Study: Bivalent BNT162b2mRNA original/Omicron BA.4-5 booster vaccination: adverse reactions and inability to work compared to the monovalent COVID-19 booster. Image Credit: Akash Sain / Shutterstock
The study and findings
In the present study, researchers in Germany and the United Kingdom evaluated adverse reactions, pro re nata (PRN) medication intake, and the ability to work after the second booster vaccination (fourth dose) among healthcare workers (HCWs). All participants had been previously administered European Medicines Agency (EMA)-approved primary COVID-19 immunization, followed by subsequent mRNA vaccine-based booster dose.
The second booster vaccine was either the monovalent BNT162b2 vaccine or the bivalent BNT162b2 vaccine with spike mRNA of wildtype and Omicron BA.4/5 variant. Participants who received a different vaccine as the second booster dose and those who received a concurrent influenza vaccination were excluded from the study.
Post-vaccination adverse reactions, PRN medication and inability to work following the second COVID-19 booster administration, separated by vaccine. A) rate of adverse reactions by subcategory, B) rate of PRN medication, C) work ability restrictions. Monovalent: BNT162b2mRNA (n=37), bivalent: BNT162b2mRNA original/Omicron BA.4-5 (n=39). **: p<0.01, *: p<0.05.
Data on adverse reactions, sociodemographic factors, PRN medication, and the ability to work were obtained by a questionary using Research Electronic Data Capture (REDCap) tool. In addition, the null hypothesis was tested using the Mann-Whitney U and Fisher’s exact tests. Seventy-six HCWs received the second COVID-19 booster from August 13, 2021, to October 14, 2022.
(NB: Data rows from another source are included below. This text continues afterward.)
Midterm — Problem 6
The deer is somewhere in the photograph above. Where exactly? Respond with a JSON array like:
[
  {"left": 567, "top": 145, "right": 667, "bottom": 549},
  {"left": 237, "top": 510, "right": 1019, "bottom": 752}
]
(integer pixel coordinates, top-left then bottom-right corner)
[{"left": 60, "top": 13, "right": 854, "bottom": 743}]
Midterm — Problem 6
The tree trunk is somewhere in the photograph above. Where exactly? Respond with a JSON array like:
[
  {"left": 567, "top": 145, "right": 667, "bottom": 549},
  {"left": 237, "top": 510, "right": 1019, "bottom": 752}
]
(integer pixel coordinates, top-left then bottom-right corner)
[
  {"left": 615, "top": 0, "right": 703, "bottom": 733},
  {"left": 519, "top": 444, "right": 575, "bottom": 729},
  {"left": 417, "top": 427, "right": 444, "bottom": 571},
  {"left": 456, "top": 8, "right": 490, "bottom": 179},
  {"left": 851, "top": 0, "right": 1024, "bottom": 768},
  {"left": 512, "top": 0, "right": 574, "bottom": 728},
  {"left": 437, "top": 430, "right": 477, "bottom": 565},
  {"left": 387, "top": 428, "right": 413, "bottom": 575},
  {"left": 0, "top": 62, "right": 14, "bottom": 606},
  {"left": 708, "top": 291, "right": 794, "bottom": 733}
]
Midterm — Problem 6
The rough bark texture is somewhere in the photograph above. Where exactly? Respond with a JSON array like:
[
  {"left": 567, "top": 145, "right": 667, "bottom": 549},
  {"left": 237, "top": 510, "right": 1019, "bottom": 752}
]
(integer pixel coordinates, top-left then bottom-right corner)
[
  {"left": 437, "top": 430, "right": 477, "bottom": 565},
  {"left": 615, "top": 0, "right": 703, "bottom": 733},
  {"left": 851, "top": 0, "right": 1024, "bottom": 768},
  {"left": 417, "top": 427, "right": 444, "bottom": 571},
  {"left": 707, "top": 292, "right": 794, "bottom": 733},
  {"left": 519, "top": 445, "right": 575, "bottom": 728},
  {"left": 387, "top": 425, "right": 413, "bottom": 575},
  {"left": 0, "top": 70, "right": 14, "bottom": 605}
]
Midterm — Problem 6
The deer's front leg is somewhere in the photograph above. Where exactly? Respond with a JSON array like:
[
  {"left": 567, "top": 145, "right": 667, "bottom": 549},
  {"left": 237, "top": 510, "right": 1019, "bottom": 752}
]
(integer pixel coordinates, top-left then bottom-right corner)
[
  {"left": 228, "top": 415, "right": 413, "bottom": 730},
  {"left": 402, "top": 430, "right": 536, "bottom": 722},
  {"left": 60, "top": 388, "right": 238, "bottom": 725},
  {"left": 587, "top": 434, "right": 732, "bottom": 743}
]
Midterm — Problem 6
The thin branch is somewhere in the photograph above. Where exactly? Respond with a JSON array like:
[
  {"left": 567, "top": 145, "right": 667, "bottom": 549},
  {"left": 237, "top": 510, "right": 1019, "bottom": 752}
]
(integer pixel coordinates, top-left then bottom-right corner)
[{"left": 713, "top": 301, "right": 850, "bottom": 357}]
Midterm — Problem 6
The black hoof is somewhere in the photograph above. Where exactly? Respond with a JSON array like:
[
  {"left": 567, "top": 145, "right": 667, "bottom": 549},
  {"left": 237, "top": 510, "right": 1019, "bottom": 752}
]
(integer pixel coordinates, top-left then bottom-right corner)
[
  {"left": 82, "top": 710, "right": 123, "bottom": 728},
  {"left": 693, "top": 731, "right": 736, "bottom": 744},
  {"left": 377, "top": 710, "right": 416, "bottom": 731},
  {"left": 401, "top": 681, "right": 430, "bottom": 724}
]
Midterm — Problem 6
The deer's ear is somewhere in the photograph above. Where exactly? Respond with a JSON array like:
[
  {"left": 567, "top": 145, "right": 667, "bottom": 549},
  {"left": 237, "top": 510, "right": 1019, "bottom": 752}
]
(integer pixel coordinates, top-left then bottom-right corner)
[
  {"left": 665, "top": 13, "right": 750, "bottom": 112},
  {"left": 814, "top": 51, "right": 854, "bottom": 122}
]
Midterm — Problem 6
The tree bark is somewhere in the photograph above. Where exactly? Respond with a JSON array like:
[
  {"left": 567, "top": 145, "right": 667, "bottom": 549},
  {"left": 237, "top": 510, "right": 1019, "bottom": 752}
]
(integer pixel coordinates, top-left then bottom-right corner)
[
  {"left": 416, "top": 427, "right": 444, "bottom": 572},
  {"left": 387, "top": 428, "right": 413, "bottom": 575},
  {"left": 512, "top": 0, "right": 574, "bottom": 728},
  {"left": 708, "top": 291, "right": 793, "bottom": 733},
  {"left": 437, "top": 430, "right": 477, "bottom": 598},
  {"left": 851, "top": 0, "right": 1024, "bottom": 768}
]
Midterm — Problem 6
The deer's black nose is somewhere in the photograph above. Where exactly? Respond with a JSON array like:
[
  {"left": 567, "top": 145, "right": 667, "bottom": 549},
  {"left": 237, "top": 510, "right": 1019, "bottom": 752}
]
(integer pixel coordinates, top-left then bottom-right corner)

Thirty-seven HCWs received the monovalent BNT162b2 vaccine, and 39 received the bivalent vaccine (wildtype/Omicron BA.4/5). Most HCWs (80%) were female; the median age of female and male HCWs was 47 and 51, respectively. The rate of adverse reactions following the second booster administration was significantly higher among HCWs immunized with the bivalent vaccine (84%) than those receiving the monovalent vaccine (51%).
Specifically, the rates of headache, body aches, tiredness, fever, chills, and local reactions were significantly higher in HCWs receiving the bivalent vaccine. Bivalent vaccine-administered HCWs reported a more frequent PRN medication use and had elevated rates of workability restrictions than monovalent vaccine-administered restrictions.
Conclusions
The researchers observed that HCWs receiving the bivalent BNT162b2 wildtype/Omicron BA.4/5 vaccine as the second booster shot showed a higher prevalence of adverse reactions than monovalent vaccine-boosted HCWs. Notably, the interval between the first and second booster administration was 193 days for monovalent vaccine recipients and 322 days for bivalent vaccine recipients.
Furthermore, HCWs reported increased PRN medication intake and inability to work following bivalent booster dose administration. The study’s limitations include its retrospective questionnaire-based design and the lack of blinding and randomization. Overall, these findings may help inform clinical decisions regarding monovalent and bivalent vaccination.
*Important notice
medRxiv publishes preliminary scientific reports that are not peer-reviewed and, therefore, should not be regarded as conclusive, guide clinical practice/health-related behavior, or treated as established information.